Another lesson supporting the healthy proviso to “not to make assumptions” was evident as soon as we reached Valle del Maiz, one of the oldest neighborhoods in San Miguel de Allende, and one where the majority of residents are of Chichimeca or Otomi origin. There was an immediate blessing event, rife with the not particularly pleasant smell of copal, a resin burned for incense. The copal was being heaped upon hundreds of families, locals, and some tourists, many of whom, quite contrary to my expectations, looked eager and enthusiastic about the event. This celebration incorporates commemoration of the Holy Cross, remembrance of the small wars between the Chichimecas and Spanish soldiers, as well as pre-Hispanic practices of harvest dances, prayers, and blessings.
The celebration venerates a Catholic symbol, such as the cross, but also includes indigenous dances and rituals like the blessing to the four winds, part of the Chichimeca culture before the Spanish domination. I spoke to a mother and daughter just outside a tiendita who told me, “We adopted all their (the Spanish conquistadores’) rituals, but we had the need to continue with our original customs that we practiced before the conquest, and we found an opportunity to do so at the party.”
The main objective of the festival is to give thanks for the blessings received during the past year and ask for a good rainy season and an abundant harvest. “It is the need of people to believe in God, or something or someone, and give thanks for life. The celebration is wonderful because it is a space where people meet, talk, forgive, and share. This is the wonder of this party,” the mother/daughter team continued.

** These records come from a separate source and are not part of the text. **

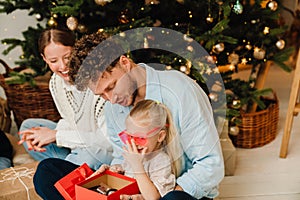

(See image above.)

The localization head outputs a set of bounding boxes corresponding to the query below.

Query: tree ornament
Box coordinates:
[232,0,244,15]
[119,10,129,24]
[35,13,43,21]
[47,17,57,27]
[206,56,217,64]
[208,92,218,102]
[245,42,252,50]
[263,26,270,35]
[232,99,241,109]
[77,24,88,33]
[186,45,194,52]
[267,0,278,11]
[253,47,266,60]
[166,65,172,70]
[229,126,240,136]
[206,14,214,24]
[145,0,160,5]
[95,0,112,6]
[212,43,225,54]
[183,34,193,42]
[179,65,187,72]
[66,16,78,31]
[144,37,149,49]
[176,0,184,4]
[276,39,285,50]
[228,53,240,65]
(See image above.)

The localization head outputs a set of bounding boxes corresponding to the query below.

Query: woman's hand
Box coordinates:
[123,139,147,172]
[88,164,109,178]
[120,194,144,200]
[18,127,57,151]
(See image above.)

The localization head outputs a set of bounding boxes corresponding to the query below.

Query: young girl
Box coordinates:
[95,100,182,200]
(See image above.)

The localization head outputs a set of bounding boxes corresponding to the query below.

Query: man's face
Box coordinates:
[89,66,137,106]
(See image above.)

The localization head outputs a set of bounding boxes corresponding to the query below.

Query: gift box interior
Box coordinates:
[75,171,139,200]
[54,164,93,200]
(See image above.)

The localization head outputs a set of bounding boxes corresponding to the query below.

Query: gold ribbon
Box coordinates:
[0,167,34,200]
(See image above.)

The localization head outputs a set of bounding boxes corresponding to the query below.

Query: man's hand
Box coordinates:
[120,194,144,200]
[18,127,57,151]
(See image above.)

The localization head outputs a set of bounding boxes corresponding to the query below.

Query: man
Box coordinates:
[34,34,224,200]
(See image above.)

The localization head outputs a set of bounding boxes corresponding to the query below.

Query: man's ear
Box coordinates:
[41,53,48,64]
[119,55,131,72]
[157,130,167,142]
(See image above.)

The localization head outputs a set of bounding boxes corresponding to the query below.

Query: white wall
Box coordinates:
[0,10,37,73]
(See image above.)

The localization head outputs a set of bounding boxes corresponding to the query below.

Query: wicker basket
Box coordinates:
[230,93,279,148]
[0,59,60,128]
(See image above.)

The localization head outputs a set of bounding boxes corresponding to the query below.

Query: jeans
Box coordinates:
[161,190,209,200]
[0,157,12,170]
[33,158,209,200]
[33,158,79,200]
[20,118,70,161]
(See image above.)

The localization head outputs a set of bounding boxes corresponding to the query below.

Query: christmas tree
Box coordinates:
[0,0,292,127]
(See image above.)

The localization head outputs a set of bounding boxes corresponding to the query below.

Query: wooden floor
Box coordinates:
[217,63,300,200]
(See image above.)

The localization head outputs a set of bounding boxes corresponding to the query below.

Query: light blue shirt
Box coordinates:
[104,64,224,199]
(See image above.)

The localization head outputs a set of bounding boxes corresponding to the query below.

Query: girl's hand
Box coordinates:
[88,164,109,178]
[120,194,144,200]
[109,164,124,174]
[123,139,147,172]
[18,127,57,149]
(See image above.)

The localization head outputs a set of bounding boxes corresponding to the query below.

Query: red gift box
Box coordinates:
[54,163,94,200]
[75,170,140,200]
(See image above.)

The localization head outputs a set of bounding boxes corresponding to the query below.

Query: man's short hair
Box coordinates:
[69,33,125,90]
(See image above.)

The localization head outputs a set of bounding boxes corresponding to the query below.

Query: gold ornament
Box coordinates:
[253,47,266,60]
[176,0,184,4]
[144,37,149,49]
[232,99,241,109]
[95,0,112,6]
[66,17,78,31]
[35,13,43,21]
[245,42,252,50]
[119,14,129,24]
[145,0,159,5]
[228,53,240,65]
[206,14,214,24]
[183,34,193,42]
[186,45,194,52]
[208,92,218,101]
[166,65,172,70]
[264,26,270,35]
[232,0,244,15]
[212,43,225,54]
[276,39,285,50]
[77,24,88,33]
[47,17,57,27]
[267,0,278,11]
[229,126,240,136]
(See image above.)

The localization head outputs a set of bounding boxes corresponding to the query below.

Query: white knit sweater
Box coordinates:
[49,74,110,149]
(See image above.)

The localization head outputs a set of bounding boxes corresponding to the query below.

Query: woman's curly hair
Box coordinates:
[69,32,124,91]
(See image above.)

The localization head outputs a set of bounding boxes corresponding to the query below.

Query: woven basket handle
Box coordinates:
[0,59,12,77]
[0,59,12,87]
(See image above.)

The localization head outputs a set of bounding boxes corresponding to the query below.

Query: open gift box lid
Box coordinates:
[54,163,94,200]
[75,170,140,200]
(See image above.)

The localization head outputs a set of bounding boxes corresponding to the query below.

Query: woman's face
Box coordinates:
[42,42,72,82]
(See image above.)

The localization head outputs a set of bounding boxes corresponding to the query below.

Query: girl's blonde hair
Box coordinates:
[126,100,183,177]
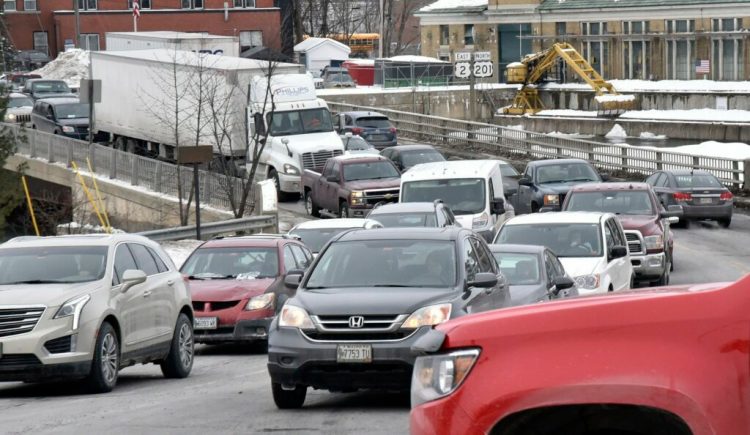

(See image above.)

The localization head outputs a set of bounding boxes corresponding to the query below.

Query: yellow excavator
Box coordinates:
[503,42,635,116]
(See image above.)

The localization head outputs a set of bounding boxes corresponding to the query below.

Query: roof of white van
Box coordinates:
[401,160,502,182]
[504,211,614,225]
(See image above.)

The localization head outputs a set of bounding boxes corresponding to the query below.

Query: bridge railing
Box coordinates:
[328,102,750,190]
[3,124,252,210]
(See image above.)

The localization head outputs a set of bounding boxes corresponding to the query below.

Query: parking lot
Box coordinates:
[0,214,750,434]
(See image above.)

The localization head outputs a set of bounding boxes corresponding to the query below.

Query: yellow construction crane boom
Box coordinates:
[503,42,635,116]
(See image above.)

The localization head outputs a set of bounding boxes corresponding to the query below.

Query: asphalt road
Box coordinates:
[0,213,750,434]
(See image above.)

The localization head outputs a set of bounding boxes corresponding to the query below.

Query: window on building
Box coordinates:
[34,32,49,55]
[240,30,263,50]
[464,24,474,45]
[81,33,99,51]
[440,25,450,45]
[182,0,203,9]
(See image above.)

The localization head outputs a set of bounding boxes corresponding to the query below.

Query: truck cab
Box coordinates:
[400,160,514,241]
[248,74,344,196]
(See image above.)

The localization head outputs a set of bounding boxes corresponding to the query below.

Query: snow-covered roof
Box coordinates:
[294,38,352,54]
[418,0,488,14]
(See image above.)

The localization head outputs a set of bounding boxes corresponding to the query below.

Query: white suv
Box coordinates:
[494,212,634,295]
[0,234,193,392]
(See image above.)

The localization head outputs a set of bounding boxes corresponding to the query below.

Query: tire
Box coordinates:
[85,322,120,393]
[161,313,195,379]
[271,382,307,409]
[305,190,320,217]
[339,201,349,218]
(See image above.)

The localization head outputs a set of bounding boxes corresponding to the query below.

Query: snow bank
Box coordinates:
[32,48,89,89]
[604,124,628,139]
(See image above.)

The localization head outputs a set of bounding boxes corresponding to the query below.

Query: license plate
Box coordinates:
[194,317,219,329]
[336,344,372,363]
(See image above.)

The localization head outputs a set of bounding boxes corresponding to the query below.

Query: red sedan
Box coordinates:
[180,235,312,343]
[411,276,750,435]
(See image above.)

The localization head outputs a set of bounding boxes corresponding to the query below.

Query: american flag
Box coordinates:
[695,59,711,74]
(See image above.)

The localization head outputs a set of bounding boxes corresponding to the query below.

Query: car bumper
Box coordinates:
[630,252,667,280]
[268,328,429,391]
[194,317,273,343]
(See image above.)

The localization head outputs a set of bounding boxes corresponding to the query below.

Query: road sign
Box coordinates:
[474,51,492,62]
[473,62,494,78]
[453,62,471,79]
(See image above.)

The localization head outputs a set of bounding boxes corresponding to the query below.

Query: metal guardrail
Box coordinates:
[328,102,750,190]
[138,216,277,242]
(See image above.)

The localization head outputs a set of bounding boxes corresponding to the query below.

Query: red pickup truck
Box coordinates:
[411,276,750,435]
[302,154,401,218]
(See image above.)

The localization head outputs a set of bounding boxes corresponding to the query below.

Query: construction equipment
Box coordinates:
[503,42,635,116]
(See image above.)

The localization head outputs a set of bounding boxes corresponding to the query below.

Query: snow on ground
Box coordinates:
[32,48,89,89]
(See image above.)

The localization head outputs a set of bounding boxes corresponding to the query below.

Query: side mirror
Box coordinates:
[609,246,628,260]
[121,269,147,293]
[284,269,304,289]
[466,272,497,289]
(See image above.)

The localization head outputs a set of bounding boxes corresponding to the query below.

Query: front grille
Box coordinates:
[0,306,44,337]
[0,353,42,369]
[44,335,72,353]
[302,150,343,170]
[625,231,643,254]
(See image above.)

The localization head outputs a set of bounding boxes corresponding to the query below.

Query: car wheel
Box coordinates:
[271,382,307,409]
[86,322,120,393]
[161,313,195,379]
[305,190,320,217]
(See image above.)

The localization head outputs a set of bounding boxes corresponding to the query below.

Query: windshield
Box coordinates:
[401,150,445,168]
[180,247,279,279]
[674,174,724,188]
[492,252,541,285]
[0,246,107,285]
[401,178,487,216]
[269,108,333,136]
[290,228,351,252]
[306,240,457,290]
[31,82,70,94]
[565,190,655,215]
[536,163,601,184]
[55,103,89,119]
[355,116,393,128]
[8,97,34,108]
[495,223,602,257]
[344,160,401,181]
[369,213,437,228]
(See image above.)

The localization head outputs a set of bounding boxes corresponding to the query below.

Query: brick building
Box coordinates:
[417,0,750,81]
[3,0,282,58]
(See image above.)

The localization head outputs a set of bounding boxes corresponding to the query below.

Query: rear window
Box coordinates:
[355,116,392,128]
[674,174,724,188]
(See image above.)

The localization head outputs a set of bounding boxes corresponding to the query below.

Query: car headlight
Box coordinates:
[284,163,299,175]
[544,195,560,205]
[245,293,276,311]
[279,304,315,329]
[401,304,452,329]
[54,295,91,331]
[643,235,664,250]
[411,349,480,407]
[574,273,600,290]
[471,213,490,229]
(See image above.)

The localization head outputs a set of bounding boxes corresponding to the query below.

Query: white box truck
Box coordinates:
[90,49,306,161]
[105,31,240,57]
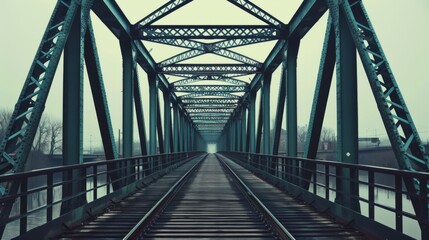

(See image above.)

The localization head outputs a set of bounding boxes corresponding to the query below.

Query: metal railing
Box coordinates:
[0,152,202,238]
[221,152,429,239]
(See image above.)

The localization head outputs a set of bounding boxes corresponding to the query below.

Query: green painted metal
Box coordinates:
[286,39,299,159]
[148,73,158,155]
[61,3,86,214]
[331,4,360,212]
[301,16,336,189]
[173,103,180,152]
[134,69,148,156]
[240,107,247,152]
[119,38,134,158]
[261,72,271,154]
[84,18,121,190]
[272,61,286,155]
[247,92,256,153]
[163,92,172,153]
[156,97,165,153]
[0,0,83,176]
[255,94,264,153]
[340,1,429,225]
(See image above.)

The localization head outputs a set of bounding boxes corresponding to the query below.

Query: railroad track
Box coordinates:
[60,155,364,239]
[218,155,367,240]
[124,155,294,239]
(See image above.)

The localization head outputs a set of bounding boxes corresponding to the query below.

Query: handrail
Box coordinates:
[123,156,207,240]
[0,152,203,239]
[216,154,295,240]
[220,151,429,237]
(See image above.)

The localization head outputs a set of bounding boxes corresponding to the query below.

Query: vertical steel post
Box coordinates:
[134,73,148,156]
[148,73,158,155]
[235,117,241,152]
[272,59,287,155]
[164,91,172,153]
[120,39,134,158]
[286,39,300,183]
[261,72,272,154]
[247,92,256,153]
[173,103,180,152]
[61,4,86,214]
[335,6,360,212]
[240,106,247,152]
[156,97,165,153]
[286,39,299,158]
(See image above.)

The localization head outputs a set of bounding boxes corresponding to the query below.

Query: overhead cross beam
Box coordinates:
[172,75,249,86]
[173,85,247,93]
[185,104,238,109]
[158,48,262,67]
[145,38,275,51]
[182,98,239,106]
[135,0,192,29]
[179,92,240,101]
[228,0,286,28]
[159,64,260,75]
[133,25,288,40]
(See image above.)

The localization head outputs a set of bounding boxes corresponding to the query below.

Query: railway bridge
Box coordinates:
[0,0,429,239]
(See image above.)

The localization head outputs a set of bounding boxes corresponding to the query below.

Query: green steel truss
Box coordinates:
[0,0,429,236]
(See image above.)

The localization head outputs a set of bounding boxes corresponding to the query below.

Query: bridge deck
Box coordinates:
[56,155,364,239]
[221,156,364,239]
[60,158,204,239]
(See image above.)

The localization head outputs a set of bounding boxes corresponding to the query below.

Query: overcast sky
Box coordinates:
[0,0,429,152]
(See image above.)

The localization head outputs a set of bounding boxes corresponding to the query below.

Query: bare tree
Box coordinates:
[297,124,308,151]
[0,109,12,141]
[32,117,51,153]
[49,121,63,158]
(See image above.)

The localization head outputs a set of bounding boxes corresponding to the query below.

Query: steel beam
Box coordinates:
[261,72,272,154]
[120,39,134,158]
[163,92,172,153]
[171,75,249,87]
[301,16,336,189]
[173,85,246,93]
[158,64,260,75]
[228,0,286,29]
[133,25,282,40]
[255,91,264,153]
[240,107,247,152]
[156,97,165,154]
[84,19,121,190]
[272,62,286,155]
[134,73,148,156]
[148,73,158,155]
[173,103,180,152]
[0,0,83,176]
[135,0,192,29]
[179,92,240,101]
[332,5,360,212]
[247,92,256,153]
[286,39,299,158]
[61,6,86,214]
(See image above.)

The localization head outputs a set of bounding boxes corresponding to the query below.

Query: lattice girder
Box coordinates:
[173,85,247,93]
[133,25,288,40]
[159,64,261,75]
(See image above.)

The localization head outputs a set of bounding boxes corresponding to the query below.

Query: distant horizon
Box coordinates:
[0,0,429,151]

We walked behind a procession of families, who were being led by a priest-like figure with the smoke bomb and a team of string musicians, to a charming square. Mau said that he was told by an organizer that they petitioned the city to identify this barrio with its own zip code, giving rise to the independence of its residents. He told me that for more than 15 years he had been wanting to see this band and a particular kind of music called “huapango.” I’m thinking it’s some kind of punk band spewing epithets of gloom, drugs, and anarchy, yet it was anything but. It was kind of like the love child of rap and country, with the lyrics not far removed.
The music was rhyming, much like rap, but also had definitive messages in its lyrics about unification, simplicity, antigovernment, and optimism for the future. It was lovely in its composition; I was moved, as was the large audience. It was kind of like watching a tied score in the 9th inning of a Dodgers game when home plate is stolen to win the title. The crowd was united in spirit.
I wound up not skipping out after an hour but watched the sun come up over this little barrio and was glad I made the effort. What I didn’t understand until I asked a local up the street where I bought our espresso was why the indigenous would support the notion of incorporating the Spanish conquistadores’ image of their own Santa Cruz into a party that is for the indigenous people who were conquered by the same? “In the end,” she said, “you cannot push away the church, but you can remember who you are. And with this party, like the song you liked said, I feel at home among my people.”
I guess as much as I love my place in France, for the first time, I was starting to feel that way here in San Miguel de Allende, “home among my people,” and that’s a nice, unexpected feeling.